Technology for uninterrupted supply

How Predictive Analytics Reduced Production Interruptions by Preventing Material Shortages

Published on Dec 3, 2025

Background

A mid-sized manufacturer of industrial pumps (“Firm B”) operated three plants producing 240+ SKUs across metals, castings and fabricated components. The business struggled with unpredictable material availability, despite stable demand.

The operations head blamed procurement. Procurement blamed suppliers. Suppliers blamed “urgent, last-minute orders.”

The real problem was forecasting — based on averages, not reality.


The Problem

Material shortages led to:

  • 14 production interruptions in a year
  • Chronic WIP buildup due to missing components
  • Excess inventory for low-velocity parts
  • High cash locked in raw material buffers

Cycle time for some SKUs was 68% longer than planned — not because capacity was inadequate, but because production was continuously waiting on inputs.


Root-Cause Diagnosis

A 45-day diagnostic revealed three failure loops:

Failure PointIssue
Demand ForecastBuilt on monthly averages; no seasonality or order pattern modeling
Material PlanningMRP triggered after shortages rather than ahead of demand
Production SchedulingNo correlation between sales probability & material readiness

Shortages were not random — they were predictable, but the planning system wasn’t looking.

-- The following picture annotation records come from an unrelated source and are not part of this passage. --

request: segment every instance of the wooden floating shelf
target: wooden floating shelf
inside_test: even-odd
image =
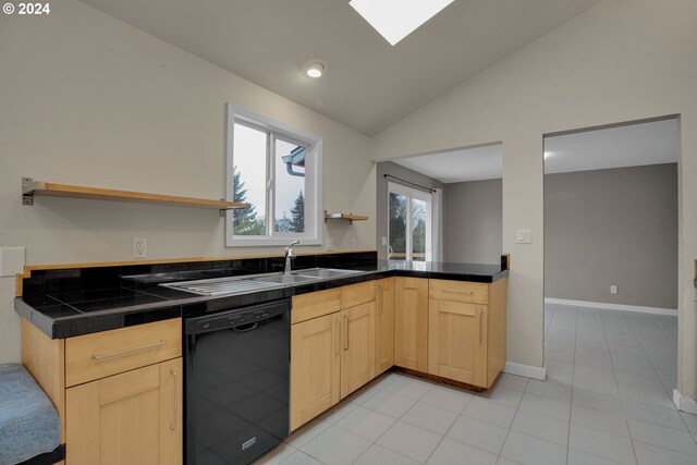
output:
[[[353,215],[353,213],[328,213],[325,210],[325,222],[327,220],[344,220],[348,221],[348,224],[353,224],[354,221],[365,221],[368,217],[364,217],[363,215]]]
[[[54,184],[45,181],[34,181],[32,178],[22,178],[22,203],[24,205],[34,205],[34,196],[37,195],[131,201],[137,204],[175,205],[180,207],[208,208],[211,210],[249,208],[248,204],[240,204],[236,201]]]

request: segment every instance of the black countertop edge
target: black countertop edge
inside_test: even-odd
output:
[[[360,274],[302,283],[249,294],[232,296],[186,294],[186,297],[184,298],[179,297],[175,299],[163,299],[162,302],[109,308],[90,313],[75,311],[76,315],[69,316],[51,317],[42,313],[41,307],[32,307],[24,302],[22,297],[15,297],[14,308],[17,314],[26,318],[49,338],[64,339],[170,318],[200,316],[223,309],[233,309],[280,298],[290,298],[293,295],[325,291],[344,285],[390,278],[393,276],[491,283],[505,278],[509,274],[509,270],[472,273],[457,272],[456,270],[433,271],[426,269],[393,269],[390,267],[379,267],[378,269],[375,267],[368,268],[370,269],[360,270],[363,271]],[[147,293],[147,290],[136,289],[134,291],[138,293]]]

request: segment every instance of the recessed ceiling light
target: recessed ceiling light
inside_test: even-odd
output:
[[[351,0],[348,4],[390,45],[395,45],[452,2],[453,0]]]
[[[303,74],[307,77],[321,77],[327,72],[327,61],[314,59],[303,65]]]

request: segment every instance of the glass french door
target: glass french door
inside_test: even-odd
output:
[[[431,195],[388,183],[388,256],[431,261]]]

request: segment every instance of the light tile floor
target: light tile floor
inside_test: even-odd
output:
[[[481,393],[388,372],[259,464],[697,464],[680,413],[675,317],[546,308],[547,380]]]

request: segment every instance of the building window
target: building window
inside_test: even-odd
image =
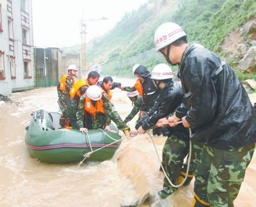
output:
[[[30,45],[30,31],[22,28],[22,42],[23,44]]]
[[[24,61],[24,77],[31,77],[31,64],[27,61]]]
[[[27,0],[21,0],[21,9],[26,11],[28,11],[28,5]]]
[[[13,39],[13,21],[8,20],[8,29],[9,32],[9,38]]]
[[[16,77],[15,60],[14,58],[10,58],[10,67],[11,68],[11,77]]]
[[[3,54],[0,53],[0,80],[5,79]]]
[[[22,29],[22,40],[23,44],[27,44],[27,30]]]
[[[3,31],[3,26],[2,25],[2,3],[0,3],[0,32]]]
[[[44,76],[44,68],[43,64],[36,64],[36,76]]]

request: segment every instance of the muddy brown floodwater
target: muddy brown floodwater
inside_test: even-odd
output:
[[[126,86],[135,79],[114,78]],[[112,102],[124,119],[133,106],[126,93],[113,90]],[[13,93],[9,97],[20,104],[0,105],[0,206],[120,206],[139,200],[149,206],[148,194],[162,189],[164,175],[151,140],[147,134],[129,138],[112,160],[101,163],[36,163],[26,148],[25,127],[31,113],[39,109],[57,112],[56,87]],[[250,94],[252,103],[256,96]],[[134,129],[135,117],[130,122]],[[162,158],[166,138],[153,137]],[[246,171],[235,206],[254,206],[256,201],[256,155]],[[81,158],[81,160],[83,158]],[[193,182],[165,199],[170,206],[191,206]]]

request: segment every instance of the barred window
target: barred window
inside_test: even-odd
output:
[[[36,64],[36,76],[44,76],[44,64]]]

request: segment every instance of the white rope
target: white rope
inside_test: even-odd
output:
[[[105,145],[104,147],[99,148],[98,149],[97,149],[96,150],[92,151],[92,151],[91,151],[91,152],[88,152],[88,153],[86,153],[86,154],[83,155],[84,156],[84,159],[83,159],[82,161],[81,161],[81,162],[79,163],[79,164],[78,165],[79,165],[79,166],[81,165],[81,164],[82,164],[82,163],[84,162],[84,160],[85,160],[86,158],[89,158],[89,157],[90,157],[90,155],[91,154],[92,154],[93,152],[95,152],[97,151],[98,150],[103,149],[104,148],[106,147],[108,147],[108,146],[109,146],[111,145],[111,144],[114,144],[115,143],[116,143],[116,142],[117,142],[122,141],[123,139],[126,139],[126,138],[129,138],[129,137],[130,137],[130,136],[125,136],[125,137],[124,137],[124,138],[122,138],[122,139],[118,139],[118,140],[116,140],[116,139],[113,139],[113,138],[112,138],[112,139],[115,140],[115,141],[114,142],[112,142],[112,143],[110,143],[110,144],[109,144]]]
[[[103,130],[102,129],[98,129],[99,130],[101,130],[102,131],[102,133],[104,133],[106,135],[107,135],[108,137],[109,137],[110,139],[114,140],[115,141],[116,141],[117,140],[119,140],[119,139],[115,139],[114,138],[112,138],[110,136],[109,136],[107,133],[106,133],[104,131],[103,131]]]

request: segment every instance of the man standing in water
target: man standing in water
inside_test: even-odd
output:
[[[156,124],[158,127],[161,127],[160,123],[166,123],[167,119],[166,117],[173,113],[181,104],[184,96],[182,89],[172,81],[173,77],[172,69],[165,64],[160,64],[154,68],[151,78],[159,91],[159,96],[154,106],[136,125],[138,133],[144,134],[146,130]],[[187,172],[188,163],[183,163],[184,158],[189,152],[189,133],[182,125],[167,129],[169,134],[163,149],[162,163],[168,179],[174,185],[177,185],[183,182]],[[131,136],[133,136],[132,134],[134,131],[130,131]],[[188,177],[184,183],[184,185],[189,184],[193,177],[202,152],[202,146],[203,143],[193,144]],[[158,194],[167,198],[177,190],[177,188],[174,187],[167,178],[164,177],[163,189],[159,191]]]
[[[213,52],[188,44],[179,25],[160,26],[155,44],[168,63],[179,64],[184,98],[169,125],[182,120],[185,127],[196,127],[191,140],[205,143],[192,206],[234,206],[256,142],[256,114],[247,94],[232,68]]]
[[[68,74],[63,76],[57,85],[58,104],[62,110],[62,114],[60,119],[60,125],[61,126],[64,126],[65,125],[67,106],[70,97],[69,91],[75,84],[75,79],[73,76],[76,77],[77,71],[76,65],[70,65],[68,68]]]
[[[89,86],[97,84],[100,77],[100,74],[97,71],[91,71],[89,73],[86,79],[81,78],[77,81],[70,90],[70,98],[67,106],[66,115],[69,121],[69,125],[73,129],[79,130],[77,124],[76,113],[81,97]]]

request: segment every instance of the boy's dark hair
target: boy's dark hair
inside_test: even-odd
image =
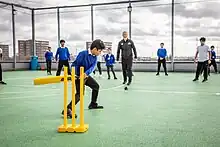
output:
[[[63,39],[62,39],[62,40],[60,40],[60,43],[62,43],[62,42],[63,42],[63,43],[65,43],[65,40],[63,40]]]
[[[205,37],[201,37],[199,40],[200,40],[200,41],[203,41],[203,42],[206,41]]]
[[[96,39],[92,42],[92,44],[90,46],[91,50],[94,48],[96,48],[97,50],[103,50],[103,49],[105,49],[105,44],[102,40]]]

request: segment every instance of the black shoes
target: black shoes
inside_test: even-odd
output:
[[[0,84],[2,85],[7,85],[7,83],[3,82],[3,81],[0,81]]]
[[[193,79],[193,82],[195,82],[195,81],[198,81],[199,79]],[[206,81],[208,81],[208,79],[204,79],[204,80],[202,80],[202,82],[204,83],[204,82],[206,82]]]
[[[98,105],[97,103],[90,103],[89,104],[89,109],[103,109],[103,106]]]
[[[62,111],[62,115],[64,115],[64,110]],[[67,109],[67,118],[72,118],[72,110]],[[75,114],[75,118],[77,118],[77,115]]]

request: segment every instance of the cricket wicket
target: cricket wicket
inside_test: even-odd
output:
[[[80,67],[80,123],[76,124],[75,120],[75,93],[76,93],[76,85],[75,85],[75,69],[72,68],[71,72],[71,82],[72,82],[72,123],[68,124],[67,121],[67,101],[68,101],[68,72],[67,67],[64,67],[64,76],[54,76],[54,77],[45,77],[45,78],[37,78],[34,79],[34,85],[42,85],[42,84],[51,84],[51,83],[64,83],[64,117],[63,117],[63,125],[58,127],[59,133],[84,133],[88,130],[89,125],[84,123],[84,68]]]

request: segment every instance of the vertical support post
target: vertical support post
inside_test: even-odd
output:
[[[174,71],[174,1],[172,0],[172,14],[171,14],[171,68]]]
[[[91,5],[91,39],[94,40],[94,14],[93,14],[93,5]]]
[[[132,12],[132,6],[131,2],[129,0],[129,6],[128,6],[128,15],[129,15],[129,20],[128,20],[128,30],[129,30],[129,38],[131,39],[131,12]]]
[[[13,36],[13,57],[14,57],[14,63],[13,68],[16,69],[16,36],[15,36],[15,8],[14,5],[11,5],[12,9],[12,36]]]
[[[80,127],[84,127],[84,67],[80,67]]]
[[[72,80],[72,127],[75,127],[75,93],[76,93],[76,85],[75,85],[75,67],[72,67],[71,73],[71,80]]]
[[[31,10],[31,23],[32,23],[32,55],[36,56],[36,43],[35,43],[35,15],[34,10]]]
[[[60,46],[60,8],[57,8],[57,40],[58,47]]]
[[[64,116],[63,116],[63,126],[64,128],[67,128],[67,96],[68,96],[68,81],[67,81],[67,67],[64,67],[64,101],[63,101],[63,107],[64,107]]]

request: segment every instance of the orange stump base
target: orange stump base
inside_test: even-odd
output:
[[[67,125],[67,127],[61,125],[58,127],[57,131],[59,133],[85,133],[86,131],[88,131],[88,129],[89,129],[88,124],[84,124],[83,126],[77,124],[74,127],[72,127],[72,125]]]

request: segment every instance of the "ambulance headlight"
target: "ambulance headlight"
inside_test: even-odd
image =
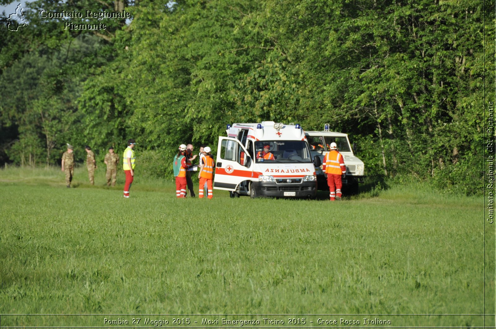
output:
[[[357,164],[357,174],[359,176],[362,176],[364,174],[364,165],[363,164]]]
[[[258,176],[258,180],[261,182],[276,182],[276,179],[274,178],[273,176],[267,176],[265,175],[260,175]]]
[[[313,182],[317,180],[317,176],[315,175],[307,175],[303,177],[304,182]]]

Strategic Intervention — Predictive Analytics for Material Readiness

Firm B implemented predictive modeling directly into MRP & production planning.

The new system blended:

  • Sales probability curves (by SKU and customer segment)
  • Seasonality + project-cycle patterns
  • Historical urgency rate by client
  • Supplier lead-time variability data
  • Consumption rate by machine cell

Instead of ordering when stock dropped low, the system predicted material exhaustion before it happened.


Execution — 4-Step Rollout

  1. Data cleanup: 9 years of sales, 4 years of consumption, 18 months of lead-time variability normalized
  2. Model build: SKU-level demand probability + risk-weighted reorder points
  3. System integration: MRP + supplier portal + production scheduler sync
  4. Performance governance: Daily readiness dashboard + weekly predictive review

Procurement and planning finally spoke the same language: probability and timing.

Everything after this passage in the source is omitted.